EU rules on democratic governance need updating | Freedom House

EU rules on democratic governance need updating

EU Observer

By Sylvana Habdank-Kolaczkowska and Zselyke Csaky

The question of how or whether the European Union as a whole can respond to violations of liberal democratic norms among its members has come up frequently in discussions about Hungary since Viktor Orban and his Fidesz party came to power in 2010.

Over the past three years, the government has taken a number of steps that resulted in the erosion of checks and balances and the rule of law, eliciting widespread criticism from the international community and triggering declines in most Freedom House governance surveys.

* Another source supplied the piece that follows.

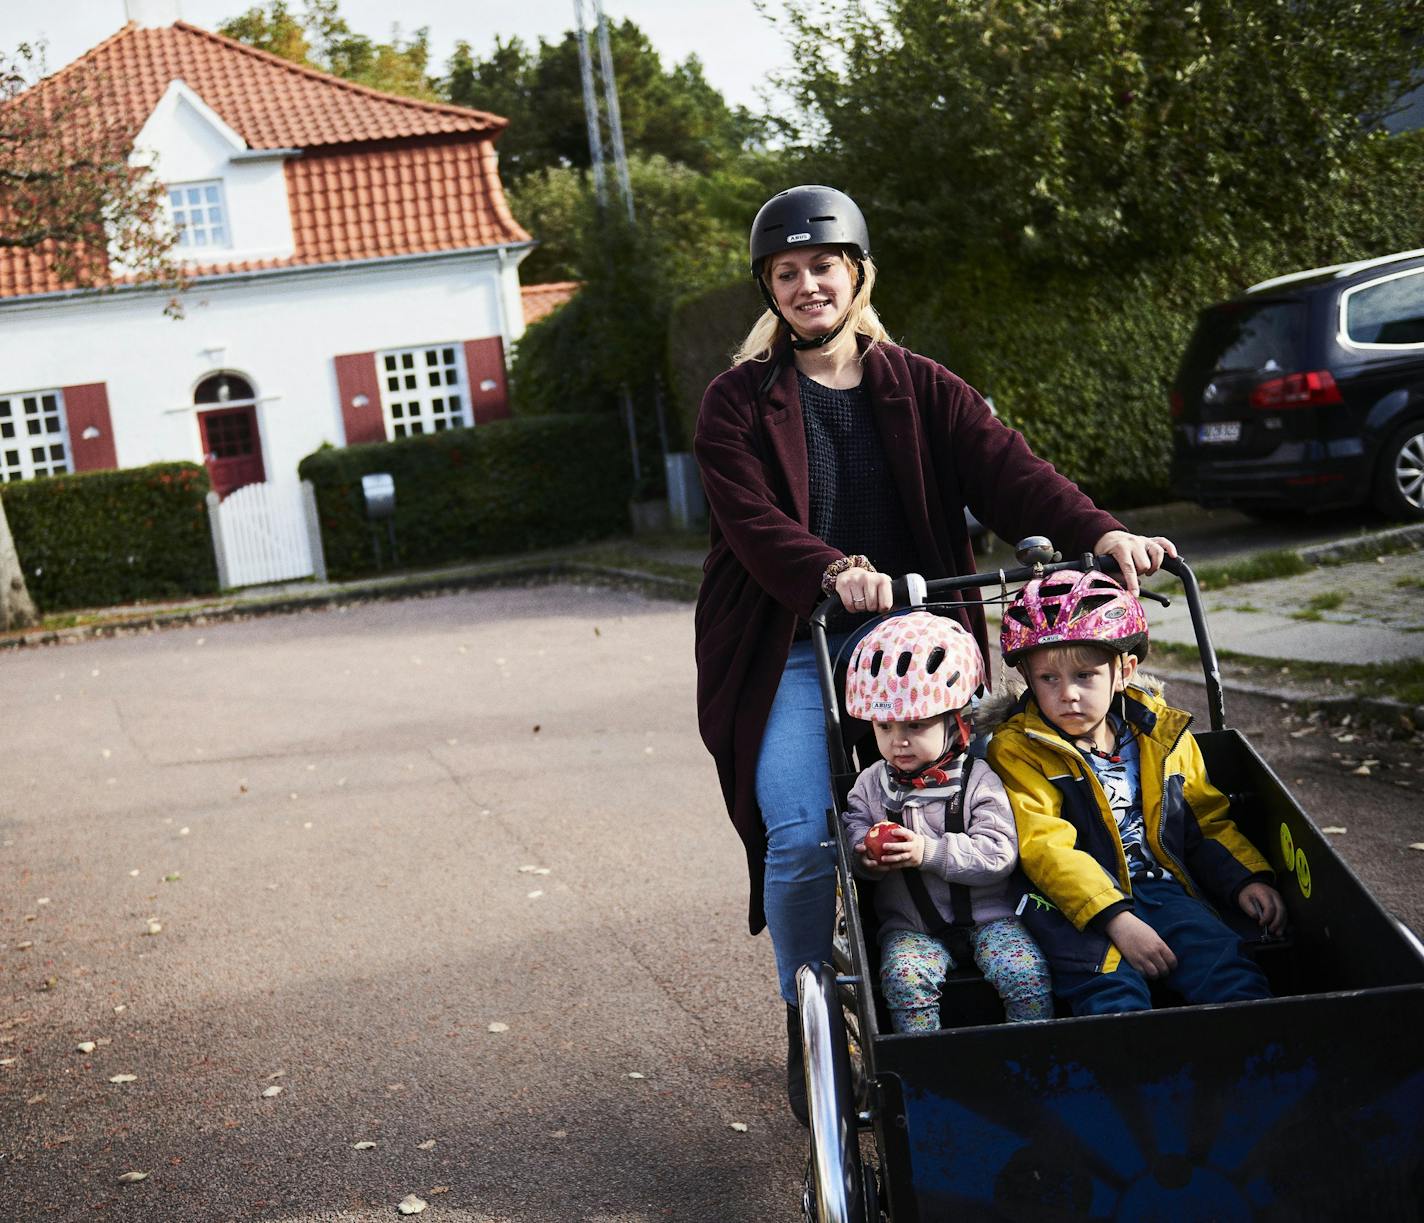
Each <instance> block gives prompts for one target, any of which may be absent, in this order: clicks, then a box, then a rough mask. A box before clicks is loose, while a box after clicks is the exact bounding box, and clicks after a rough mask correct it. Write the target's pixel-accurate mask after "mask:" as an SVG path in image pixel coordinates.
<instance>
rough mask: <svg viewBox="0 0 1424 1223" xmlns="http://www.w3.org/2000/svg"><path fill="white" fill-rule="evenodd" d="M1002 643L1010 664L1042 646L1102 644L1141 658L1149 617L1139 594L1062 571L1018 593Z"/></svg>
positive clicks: (1011, 603) (1005, 656)
mask: <svg viewBox="0 0 1424 1223" xmlns="http://www.w3.org/2000/svg"><path fill="white" fill-rule="evenodd" d="M998 644H1000V648H1001V649H1002V651H1004V662H1007V663H1008V665H1010V666H1015V665H1017V663H1018V661H1020V659H1021V658H1022V656H1024V655H1025V654H1028V651H1031V649H1037V648H1038V646H1041V645H1079V644H1085V645H1101V646H1102V648H1104V649H1111V651H1114V652H1115V654H1134V655H1136V656H1138V658H1139V659H1142V658H1146V656H1148V616H1146V612H1145V611H1142V604H1141V602H1138V599H1136V595H1131V594H1128V592H1126V591H1125V589H1124V588H1122V587H1121V585H1118V582H1115V581H1114V579H1112V578H1109V577H1108V575H1106V574H1102V572H1098V571H1096V569H1089V571H1088V572H1074V571H1064V572H1058V574H1048V575H1047V577H1042V578H1034V579H1032V581H1031V582H1028V585H1025V587H1024V588H1022V589H1021V591H1020V592H1018V594H1017V595H1014V601H1012V602H1011V604H1010V605H1008V607H1007V608H1005V609H1004V624H1002V628H1001V631H1000V635H998Z"/></svg>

However, seemingly hamstrung by its limited competencies in this area and preoccupied by the economic crisis, Brussels has been hesitant in its reaction to apparent democratic backsliding. Sooner or later the EU will be forced to take a firmer stance on the protection of democratic institutions within its member states.

Since the suspension of diplomatic relations with Austria in 2000, Brussels has never used its powers to punish a member state. Having failed to prove that the Austrian government was committing a “serious and persistent” breach of the principles upon which the Union is based European leaders moved to create a firmer legal basis for preventative action in cases of democratic backsliding.

Recent cases have demonstrated, however, that this prevention and punishment mechanism - defined under Article 7 of the Treaty of the European Union - is considered to be too harsh and too politicised.

Member states intent on protecting their sovereignty have been unwilling to resort to the mechanism, often dubbed the “nuclear option,” and are more inclined to curb the EU’s authority to interfere in domestic matters than to hold fellow member states accountable for the commitment to democratic values they agreed upon in writing just a few years ago.